The Fugitive Safe Surrender (FSS) program – which reduces risk to law enforcement officers who pursue fugitives, to the neighborhoods in which they hide, and to the fugitives themselves – offers an opportunity for individuals who have warrants for non-violent offenses to have their cases adjudicated in a safe, non-violent manner. Participants will have access to free legal representation and community resources to ease the transition toward community re-entry.
Brown has been a long-time proponent of the FSS program – and recommended the reappointment of Cleveland-based U.S. Marshal Peter Elliott, who developed the program. The program was conceived following the shooting death of Cleveland Patrolman Wayne Leon, who was killed during a traffic stop with a wanted fugitive. After the Cleveland Plain Dealer reported that federal funding for the FSS program was slashed in 2011, Brown sent a letter to the Director of the U.S. Marshals Service, Stacia Hylton, urging her to reinstate FSS. In the letter, Brown contended that FSS was an innovative and effective program that should be preserved and enhanced, rather than eliminated.

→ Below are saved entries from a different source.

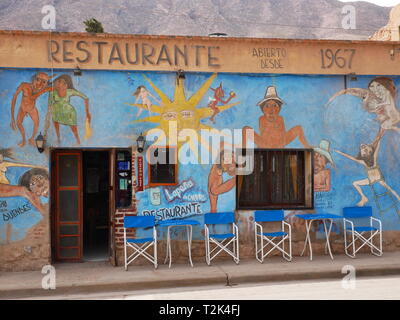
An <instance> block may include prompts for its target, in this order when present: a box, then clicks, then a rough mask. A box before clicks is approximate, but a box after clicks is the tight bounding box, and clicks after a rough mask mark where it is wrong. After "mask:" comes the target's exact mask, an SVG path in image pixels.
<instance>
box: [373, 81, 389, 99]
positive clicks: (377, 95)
mask: <svg viewBox="0 0 400 320" xmlns="http://www.w3.org/2000/svg"><path fill="white" fill-rule="evenodd" d="M369 89H370V90H371V91H372V92H373V93H374V94H375V95H376V96H377V97H378V98H379V99H381V100H383V101H386V98H387V96H388V94H389V91H388V90H387V89H386V88H385V87H384V86H383V85H381V84H380V83H378V82H375V81H374V82H372V83H371V84H370V85H369Z"/></svg>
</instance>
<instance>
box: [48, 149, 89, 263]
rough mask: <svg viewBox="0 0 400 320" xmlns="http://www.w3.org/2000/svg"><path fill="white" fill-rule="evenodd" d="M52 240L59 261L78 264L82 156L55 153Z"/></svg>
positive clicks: (78, 253) (56, 255) (82, 231)
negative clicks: (53, 202)
mask: <svg viewBox="0 0 400 320" xmlns="http://www.w3.org/2000/svg"><path fill="white" fill-rule="evenodd" d="M53 159H54V165H55V166H54V170H55V172H54V176H55V177H54V178H55V185H54V189H53V192H54V198H53V200H54V205H53V208H54V228H55V230H54V233H53V234H54V238H55V239H54V240H55V255H56V257H55V258H56V260H58V261H81V260H82V249H83V239H82V233H83V225H82V220H83V217H82V201H83V186H82V153H81V152H80V151H56V152H55V156H54V158H53Z"/></svg>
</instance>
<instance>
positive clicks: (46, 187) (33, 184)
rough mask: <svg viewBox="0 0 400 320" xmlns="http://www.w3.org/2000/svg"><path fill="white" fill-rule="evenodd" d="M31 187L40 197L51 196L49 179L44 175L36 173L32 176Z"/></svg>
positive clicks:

In Sept. 2010, Brown visited an FSS site at the historic Mt. Zion Church in Oakwood. During the four-day event, more than 7,400 people voluntarily surrendered—a record turnout for the program. Over the life of the program, nearly 35,000 individuals have voluntarily surrendered nationwide. In March 2009, Brown recommended the reappointment of Marshall Elliott—who was originally appointed in 2003—to President Obama.